Judy Tenuta once said, “My parents told me I’d never amount to anything because I procrastinated too much. I told them, ‘Just you wait.’”

Procrastination is a skill that takes decades to properly master. A childish amateur might miss a deadline and attempt the old cliché, “I tried to do it, but the dog ate my homework.” But it takes a really skilled writer to bring procrastination up to the level of a fine art form. As Roy Peter Clark says in his book, Writing Tools, “Never write today what you can put off until tomorrow.” With that mantra, I’m surprised he ever finished his book. Harold Ross of The New Yorker said, “Like many people, I started blogging out of an urgent need to procrastinate.”

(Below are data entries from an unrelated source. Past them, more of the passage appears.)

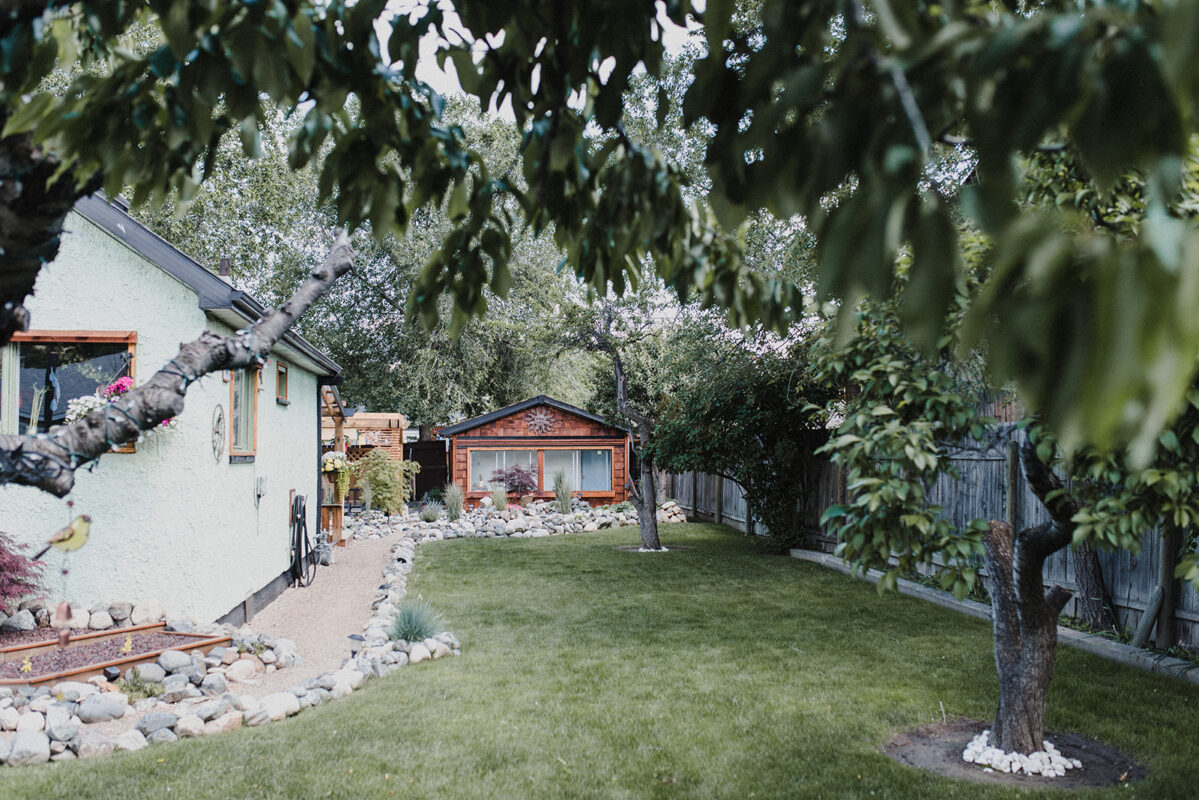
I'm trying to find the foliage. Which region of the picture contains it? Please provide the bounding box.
[0,531,42,606]
[812,307,992,599]
[7,1,1199,469]
[488,485,509,511]
[116,672,164,702]
[443,483,464,523]
[552,471,573,515]
[651,331,833,550]
[321,451,351,502]
[419,501,444,523]
[389,599,445,643]
[64,376,178,441]
[352,450,419,516]
[489,464,537,496]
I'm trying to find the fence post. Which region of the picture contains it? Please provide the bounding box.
[1157,523,1182,648]
[1004,440,1019,526]
[714,474,724,525]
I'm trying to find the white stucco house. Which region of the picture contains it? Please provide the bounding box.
[0,195,340,624]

The word procrastination is derived from the Latin cras—meaning “Tomorrow.” This tomorrow does not have the same hopeful, uplifting message Little Orphan Annie belts out with her show-stopping song. Many famous writers suffer from procrastination and have taken the word tomorrow to literally mean tomorrow. Mañana. The day after today. Or maybe the next.

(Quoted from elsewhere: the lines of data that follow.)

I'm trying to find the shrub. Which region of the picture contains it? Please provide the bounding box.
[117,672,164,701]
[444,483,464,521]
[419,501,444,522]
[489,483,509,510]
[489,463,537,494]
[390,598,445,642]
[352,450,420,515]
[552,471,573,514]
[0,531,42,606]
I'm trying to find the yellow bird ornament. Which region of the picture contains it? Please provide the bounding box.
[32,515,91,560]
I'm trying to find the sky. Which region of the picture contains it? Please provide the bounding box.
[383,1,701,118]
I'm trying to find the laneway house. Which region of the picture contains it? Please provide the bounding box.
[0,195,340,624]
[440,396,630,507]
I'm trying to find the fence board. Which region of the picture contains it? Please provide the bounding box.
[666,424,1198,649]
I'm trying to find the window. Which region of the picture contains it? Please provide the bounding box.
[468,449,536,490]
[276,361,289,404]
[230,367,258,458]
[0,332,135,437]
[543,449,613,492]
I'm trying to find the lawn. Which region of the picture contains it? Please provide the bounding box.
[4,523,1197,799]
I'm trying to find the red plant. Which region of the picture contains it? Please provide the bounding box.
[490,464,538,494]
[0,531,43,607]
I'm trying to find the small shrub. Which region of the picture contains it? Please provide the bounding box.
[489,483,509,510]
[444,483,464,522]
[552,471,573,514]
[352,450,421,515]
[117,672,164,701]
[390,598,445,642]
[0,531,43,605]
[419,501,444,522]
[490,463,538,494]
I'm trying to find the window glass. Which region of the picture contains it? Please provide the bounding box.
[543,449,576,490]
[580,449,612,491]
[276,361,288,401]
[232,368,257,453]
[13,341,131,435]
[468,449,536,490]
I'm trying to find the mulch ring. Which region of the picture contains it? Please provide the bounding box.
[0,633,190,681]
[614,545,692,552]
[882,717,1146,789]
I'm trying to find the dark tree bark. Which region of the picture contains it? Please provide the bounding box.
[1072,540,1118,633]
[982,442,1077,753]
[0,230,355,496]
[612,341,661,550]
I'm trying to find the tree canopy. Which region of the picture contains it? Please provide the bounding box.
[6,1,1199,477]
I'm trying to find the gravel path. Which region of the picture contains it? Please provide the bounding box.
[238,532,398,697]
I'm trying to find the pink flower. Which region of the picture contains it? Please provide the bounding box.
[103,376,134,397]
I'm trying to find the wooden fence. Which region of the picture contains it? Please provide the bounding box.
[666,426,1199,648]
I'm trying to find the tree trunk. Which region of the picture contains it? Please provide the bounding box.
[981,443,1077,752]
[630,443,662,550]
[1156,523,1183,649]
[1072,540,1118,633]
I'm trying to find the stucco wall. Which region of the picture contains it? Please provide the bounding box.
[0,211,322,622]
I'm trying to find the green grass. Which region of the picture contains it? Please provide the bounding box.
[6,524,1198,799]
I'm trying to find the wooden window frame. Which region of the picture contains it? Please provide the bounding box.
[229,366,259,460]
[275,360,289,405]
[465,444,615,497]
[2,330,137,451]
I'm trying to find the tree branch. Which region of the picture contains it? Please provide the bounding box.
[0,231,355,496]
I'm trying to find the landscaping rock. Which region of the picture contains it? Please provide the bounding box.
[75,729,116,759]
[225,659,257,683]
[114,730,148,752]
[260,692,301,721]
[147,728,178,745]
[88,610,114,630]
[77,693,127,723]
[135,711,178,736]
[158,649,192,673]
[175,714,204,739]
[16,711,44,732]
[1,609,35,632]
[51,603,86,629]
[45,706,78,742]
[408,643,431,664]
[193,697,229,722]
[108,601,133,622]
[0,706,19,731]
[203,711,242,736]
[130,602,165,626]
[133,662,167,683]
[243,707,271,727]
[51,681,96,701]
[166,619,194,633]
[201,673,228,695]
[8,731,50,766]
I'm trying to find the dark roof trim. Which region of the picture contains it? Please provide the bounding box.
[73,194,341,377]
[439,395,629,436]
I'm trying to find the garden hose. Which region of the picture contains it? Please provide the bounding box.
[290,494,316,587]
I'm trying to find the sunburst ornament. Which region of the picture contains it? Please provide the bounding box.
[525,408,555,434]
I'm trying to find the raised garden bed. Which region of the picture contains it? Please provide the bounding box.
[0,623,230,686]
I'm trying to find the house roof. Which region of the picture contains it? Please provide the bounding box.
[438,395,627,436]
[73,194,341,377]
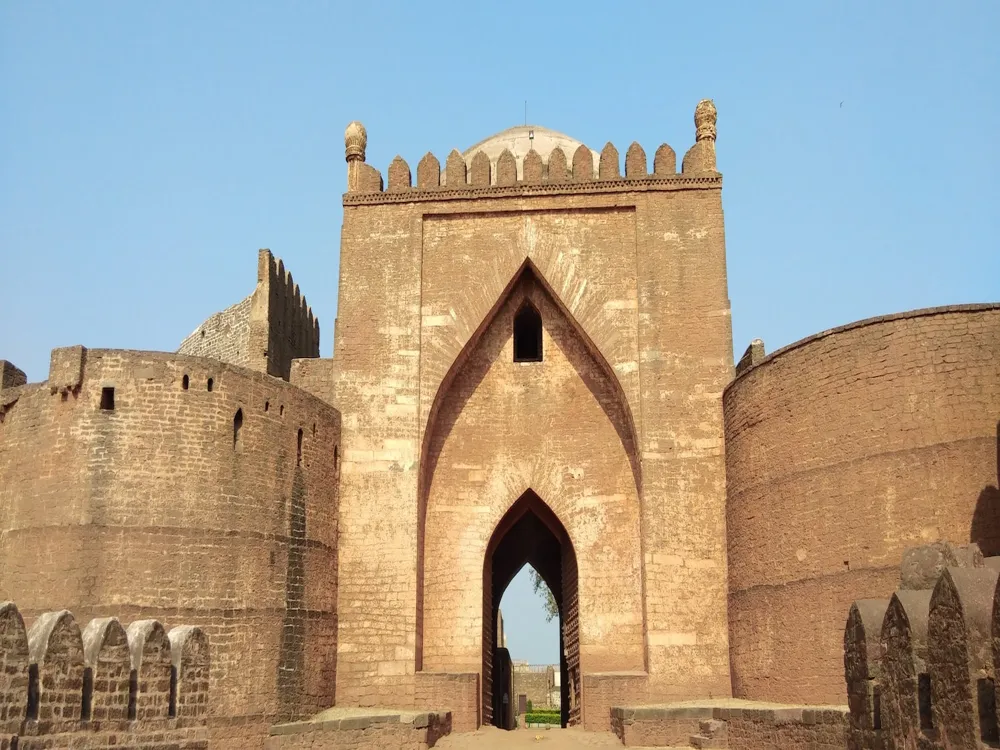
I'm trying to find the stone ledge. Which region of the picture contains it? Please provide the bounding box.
[269,710,450,736]
[343,174,722,205]
[726,302,1000,389]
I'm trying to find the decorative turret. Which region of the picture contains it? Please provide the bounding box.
[343,120,383,193]
[682,99,718,173]
[694,99,717,142]
[345,121,368,192]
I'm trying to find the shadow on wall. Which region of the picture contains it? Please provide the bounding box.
[971,421,1000,556]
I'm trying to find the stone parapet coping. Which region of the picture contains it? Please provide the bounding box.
[612,700,848,725]
[343,175,722,206]
[726,302,1000,390]
[269,708,450,736]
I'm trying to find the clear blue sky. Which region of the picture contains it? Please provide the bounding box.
[2,2,997,665]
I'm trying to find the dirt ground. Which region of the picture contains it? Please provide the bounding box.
[435,726,629,749]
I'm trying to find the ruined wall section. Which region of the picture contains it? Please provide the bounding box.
[0,346,340,750]
[251,249,321,381]
[725,304,1000,705]
[178,295,253,368]
[179,249,320,381]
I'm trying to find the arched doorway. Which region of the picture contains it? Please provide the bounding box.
[482,490,580,729]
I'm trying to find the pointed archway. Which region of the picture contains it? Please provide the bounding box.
[415,258,647,727]
[484,490,579,728]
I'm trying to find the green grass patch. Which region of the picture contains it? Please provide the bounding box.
[524,711,561,724]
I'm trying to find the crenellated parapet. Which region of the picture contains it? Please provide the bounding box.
[841,541,1000,750]
[342,99,720,204]
[179,248,320,381]
[0,601,208,747]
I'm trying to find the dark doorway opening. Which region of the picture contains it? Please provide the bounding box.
[482,490,580,729]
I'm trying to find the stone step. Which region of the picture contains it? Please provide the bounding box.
[689,733,727,749]
[698,719,727,738]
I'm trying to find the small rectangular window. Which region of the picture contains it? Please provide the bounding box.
[100,387,115,411]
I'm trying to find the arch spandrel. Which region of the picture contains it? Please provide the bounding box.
[417,210,642,451]
[418,268,645,675]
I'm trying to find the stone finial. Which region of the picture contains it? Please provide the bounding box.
[695,99,717,142]
[345,121,368,162]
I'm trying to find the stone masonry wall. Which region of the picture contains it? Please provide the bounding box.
[327,104,733,722]
[420,273,645,677]
[178,295,253,368]
[725,304,1000,705]
[0,346,340,750]
[0,601,209,750]
[180,249,320,381]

Douglas Adams of Hitchhiker’s Guide fame says, “I love deadlines. I like the whooshing sound they make as they fly by.” On missing a deadline, Dorothy Parker remarked, “Somebody was using the pencil.” Robert Benchley said, “Anyone can do any amount of work providing it isn’t the work he is supposed to be doing at that moment.” The New Yorker writer Susan Orlean not only confessed to being a procrastinator, at the recent Long Beach Literary Women Conference, she gave a few tips on how to do it at home. Her first tip was to organize your bookshelves by color, then to move on to your clothes closet. Her theory being, “I’m organizing, I’m accomplishing, so how can I be a procrastinator?”

I myself have just put off working on my book by reading all the quotes about procrastination on the Internet. Here’s one of my favorites:

“Procrastination is my sin. It brings me naught but sorrow.

I know that I should stop it. In fact, I will—tomorrow!”

There’s that word again—tomorrow—which brings us back to that Broadway show. Let’s take my stage analogy a bit further and rename procrastination; let’s call it rehearsal. Now doesn’t that sound better? The rehearsal is the preparation period when you learn the story, memorize your lines, and get into the mind of your character. You have to know these things before you can perform and also before you can write. We could all stop putting off until tomorrow if we started thinking of writing as a performance. Your audience has bought tickets and they have high expectations, so when the curtain rises, you darn well better be ready.

Procrastination may be the perfect way to add drama to your life, but only accomplishment adds the accolades. In the words of Jedi Master Yoda, “Do or do not do. There is no try.”